В нашем театре возникли сложности с "Дионом" Л. Зорина.
"Дион" - историческая сатира, абсолютно проецирующаяся на тогдашнее время, да, пожалуй, и на другие времена, потому что в центре ее - вечное противостояние власти и поэта.
В Риме при дворе императора Домициана живет поэт Дион. В своих беседах с императором он пытается открыть ему глаза на то, что жизнь за стенами его дворца совсем не такая, какой он ее себе представляет, и что народ относится к нему на самом деле совсем не так, как о том говорят ему льстивые придворные. Умный император не набрасывается в гневе на дерзнувшего сказать правду, а преподает поэту урок, как следует писать о Римской империи (подразумевается - и о самом императоре) и о ее врагах, чтобы не навлечь на себя кары. Поэт не внемлет предостережениям, и в конце концов его изгоняют из Рима.
Проходит время. Народ восстает против императора, тот бежит и скрывается у ссыльного Диона. Вспоминая о Риме, Домициан не раз повторяет: "Когда я жил на Гранатовой улице..."
На одном из обсуждений спектакля - а этих обсуждений было не меньше восьми, и каждый раз чиновники из министерства культуры не говорили ни да ни нет, не разрешали, не запрещали постановку, а придирались к каким-то мелочам: тут убавить, тут прибавить, тут отрезать, тут приклеить,- один из высоких товарищей заявил: "Вот здесь у вас нехороший намек в названии улицы".- "Какой намек? На что?" - не понял Зорин. "Неужели не ясно? На улицу Грановского!"

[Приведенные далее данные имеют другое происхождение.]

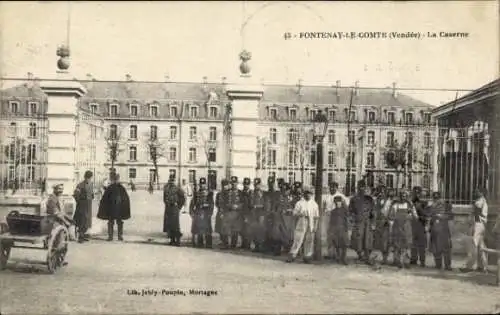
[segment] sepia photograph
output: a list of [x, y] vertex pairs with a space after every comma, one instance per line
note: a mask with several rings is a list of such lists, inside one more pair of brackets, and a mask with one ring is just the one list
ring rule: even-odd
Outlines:
[[499, 4], [0, 1], [0, 315], [500, 313]]

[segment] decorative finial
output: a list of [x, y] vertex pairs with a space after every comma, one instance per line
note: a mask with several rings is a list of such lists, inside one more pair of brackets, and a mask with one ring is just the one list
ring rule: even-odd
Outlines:
[[240, 53], [240, 72], [242, 75], [249, 75], [251, 68], [248, 61], [250, 61], [250, 59], [252, 59], [252, 53], [244, 49]]
[[69, 69], [69, 47], [66, 45], [61, 45], [57, 48], [57, 56], [60, 57], [57, 61], [57, 68], [59, 70], [65, 71]]

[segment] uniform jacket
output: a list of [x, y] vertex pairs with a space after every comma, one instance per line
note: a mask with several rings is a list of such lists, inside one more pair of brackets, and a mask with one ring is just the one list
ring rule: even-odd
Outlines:
[[106, 187], [99, 203], [97, 217], [102, 220], [130, 219], [130, 198], [122, 184], [113, 183]]

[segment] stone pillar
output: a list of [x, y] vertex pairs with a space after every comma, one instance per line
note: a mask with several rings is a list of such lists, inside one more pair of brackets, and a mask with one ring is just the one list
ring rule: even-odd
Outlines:
[[231, 176], [255, 178], [257, 165], [257, 121], [262, 86], [242, 84], [228, 86], [232, 102]]
[[[431, 138], [432, 139], [432, 138]], [[432, 157], [432, 185], [431, 185], [431, 193], [434, 191], [439, 191], [439, 172], [441, 171], [441, 168], [443, 165], [441, 165], [441, 154], [440, 152], [443, 150], [442, 144], [441, 144], [441, 135], [439, 131], [439, 124], [438, 120], [436, 119], [436, 126], [434, 128], [434, 139], [433, 139], [433, 157]], [[444, 193], [444, 192], [441, 192]]]
[[[65, 78], [59, 75], [59, 78]], [[86, 93], [76, 81], [47, 81], [47, 192], [54, 184], [64, 184], [65, 196], [73, 194], [76, 167], [76, 121], [78, 99]]]

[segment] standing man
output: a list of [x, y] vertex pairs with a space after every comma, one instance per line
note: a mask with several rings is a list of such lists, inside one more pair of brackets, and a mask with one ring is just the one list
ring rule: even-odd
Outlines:
[[87, 231], [92, 227], [92, 200], [94, 199], [94, 185], [92, 172], [86, 171], [84, 180], [80, 182], [73, 193], [76, 201], [74, 221], [78, 228], [78, 243], [89, 240]]
[[432, 200], [427, 206], [427, 212], [430, 216], [431, 232], [431, 252], [434, 254], [436, 268], [441, 270], [451, 269], [451, 232], [449, 222], [453, 220], [451, 205], [441, 199], [439, 192], [432, 193]]
[[193, 247], [212, 248], [212, 214], [214, 197], [207, 189], [206, 178], [200, 178], [199, 189], [189, 205], [191, 216], [191, 235]]
[[251, 193], [250, 190], [250, 178], [245, 177], [243, 179], [243, 190], [241, 191], [241, 249], [250, 249], [251, 233], [250, 233], [250, 222], [251, 222]]
[[425, 267], [425, 251], [427, 249], [427, 214], [426, 206], [423, 200], [421, 200], [422, 188], [413, 187], [413, 206], [417, 211], [418, 217], [413, 219], [412, 225], [412, 247], [411, 247], [411, 259], [410, 265], [416, 265], [420, 262], [421, 267]]
[[394, 265], [406, 267], [408, 250], [411, 249], [412, 233], [411, 222], [418, 218], [415, 207], [409, 200], [409, 194], [403, 190], [399, 199], [392, 203], [389, 210], [389, 225], [391, 226], [391, 240], [394, 248]]
[[238, 236], [241, 232], [242, 198], [241, 190], [238, 189], [238, 177], [231, 176], [231, 189], [228, 192], [227, 207], [222, 218], [222, 229], [224, 235], [230, 238], [230, 248], [234, 249], [238, 245]]
[[[191, 199], [193, 198], [193, 187], [191, 186], [191, 183], [187, 183], [185, 179], [182, 180], [182, 190], [184, 191], [184, 194], [186, 196], [186, 203], [185, 206], [189, 207], [191, 204]], [[183, 213], [186, 212], [186, 209], [183, 207]]]
[[261, 252], [266, 239], [266, 200], [260, 178], [254, 179], [253, 187], [250, 193], [253, 251]]
[[[329, 193], [323, 198], [323, 209], [325, 209], [325, 218], [323, 219], [323, 223], [322, 223], [322, 232], [324, 235], [326, 235], [326, 241], [327, 241], [327, 244], [328, 244], [328, 248], [327, 248], [327, 257], [331, 257], [333, 258], [335, 255], [335, 250], [334, 248], [332, 247], [333, 246], [333, 242], [331, 240], [331, 236], [334, 235], [332, 234], [331, 231], [329, 231], [329, 229], [332, 227], [330, 225], [330, 215], [331, 215], [331, 211], [333, 209], [335, 209], [335, 202], [334, 202], [334, 199], [335, 197], [340, 197], [342, 198], [342, 201], [343, 203], [345, 204], [345, 206], [347, 207], [349, 205], [349, 200], [347, 199], [347, 197], [341, 193], [339, 191], [339, 184], [336, 183], [336, 182], [331, 182], [330, 183], [330, 191]], [[323, 236], [322, 236], [323, 238]]]
[[282, 249], [291, 248], [291, 241], [293, 240], [293, 231], [295, 226], [290, 223], [290, 215], [293, 208], [291, 208], [292, 199], [290, 196], [290, 185], [287, 183], [280, 183], [280, 191], [276, 204], [276, 212], [273, 213], [273, 253], [275, 256], [281, 255]]
[[215, 233], [219, 233], [221, 245], [224, 248], [228, 247], [228, 235], [224, 234], [223, 217], [227, 212], [227, 199], [229, 193], [229, 181], [227, 179], [221, 180], [221, 191], [215, 196], [215, 206], [217, 207], [217, 214], [215, 215]]
[[276, 211], [276, 204], [279, 197], [279, 192], [276, 191], [275, 178], [273, 176], [269, 176], [267, 178], [267, 192], [265, 194], [266, 199], [266, 236], [264, 241], [263, 251], [266, 253], [270, 253], [273, 250], [273, 219], [274, 212]]
[[113, 229], [118, 226], [118, 240], [123, 241], [123, 221], [130, 219], [130, 198], [120, 183], [120, 175], [111, 173], [111, 184], [106, 187], [99, 203], [97, 217], [108, 221], [108, 241], [113, 240]]
[[349, 203], [349, 213], [353, 218], [351, 248], [356, 251], [361, 261], [370, 263], [375, 229], [375, 202], [366, 194], [363, 180], [358, 181], [358, 192]]
[[380, 187], [377, 201], [375, 204], [375, 242], [374, 248], [382, 253], [382, 264], [387, 264], [389, 257], [389, 249], [391, 246], [390, 236], [391, 230], [389, 226], [389, 210], [391, 209], [394, 200], [394, 189], [386, 190], [385, 187]]
[[170, 175], [168, 183], [163, 187], [163, 203], [165, 213], [163, 216], [163, 232], [170, 238], [169, 245], [181, 246], [181, 227], [179, 213], [186, 203], [184, 191], [174, 183], [175, 177]]
[[468, 253], [467, 263], [465, 268], [461, 268], [462, 272], [473, 271], [474, 265], [477, 263], [477, 270], [486, 272], [488, 259], [486, 253], [482, 251], [485, 248], [484, 235], [486, 231], [486, 222], [488, 221], [488, 202], [484, 196], [484, 192], [479, 188], [474, 192], [475, 200], [473, 203], [472, 213], [472, 246]]
[[312, 199], [312, 189], [304, 189], [304, 197], [295, 205], [293, 215], [297, 218], [297, 224], [292, 249], [286, 261], [293, 262], [304, 245], [304, 262], [310, 263], [314, 251], [314, 233], [319, 221], [319, 208], [316, 201]]

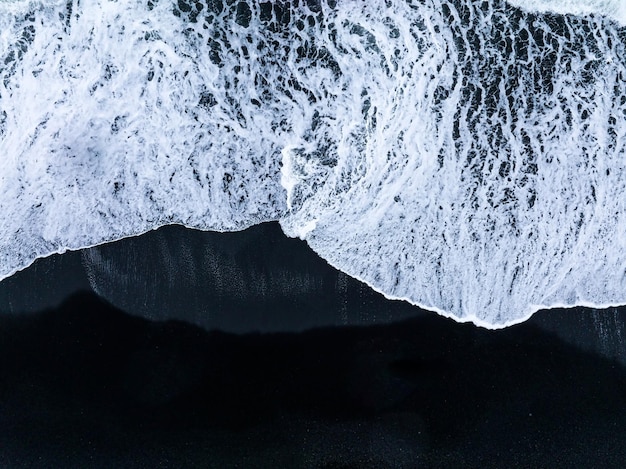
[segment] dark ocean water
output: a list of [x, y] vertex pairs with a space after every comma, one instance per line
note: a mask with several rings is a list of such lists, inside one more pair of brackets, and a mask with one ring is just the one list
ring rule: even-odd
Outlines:
[[95, 249], [0, 283], [1, 467], [622, 467], [620, 309], [459, 324], [271, 224]]

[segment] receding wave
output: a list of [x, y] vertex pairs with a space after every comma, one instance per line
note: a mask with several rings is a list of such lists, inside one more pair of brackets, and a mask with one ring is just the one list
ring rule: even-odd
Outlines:
[[624, 303], [623, 8], [516, 3], [0, 2], [0, 277], [280, 220], [462, 321]]

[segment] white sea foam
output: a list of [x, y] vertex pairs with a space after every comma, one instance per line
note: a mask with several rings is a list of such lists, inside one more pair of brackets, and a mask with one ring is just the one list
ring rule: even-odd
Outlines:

На улице Грановского в Москве, оказывается, находились Кремлевская больница, спецраспределитель, а главное - дом, в котором, до переезда в особняк на Воробьевых горах жил Хрущев, а также другие известные государственные и партийные деятели.
- Господь с вами! - взмолился Леонид Генрихович.- Гранатовая улица упоминается у Светония в его "Жизнеописании двенадцати цезарей"!
Но бдительному чиновнику римский историк был не указ, и он настоял, чтобы улицу переименовали в Ореховую.
В конце концов спектакль утвердили. А в БДТ "Диона" запретили категорически и, надо думать, не из-за улицы, на которой жил император Домициан.
Дело в том, что пьеса эта и в самом деле была полна аллюзий, намеков и ясно прочитываемого подтекста - сатиры на сложные отношения между властью и творцом. Нам, видимо, удалось сгладить кое-какие углы, хотя вспоминаю, как в Киеве зрители, посмотрев наш спектакль, говорили: "У нас такое было ощущение, что вот сейчас придут и всех арестуют: и артистов и зрителей". Товстоногов, возможно, был более смел.
Правда, и нам "Диона" недолго дали играть.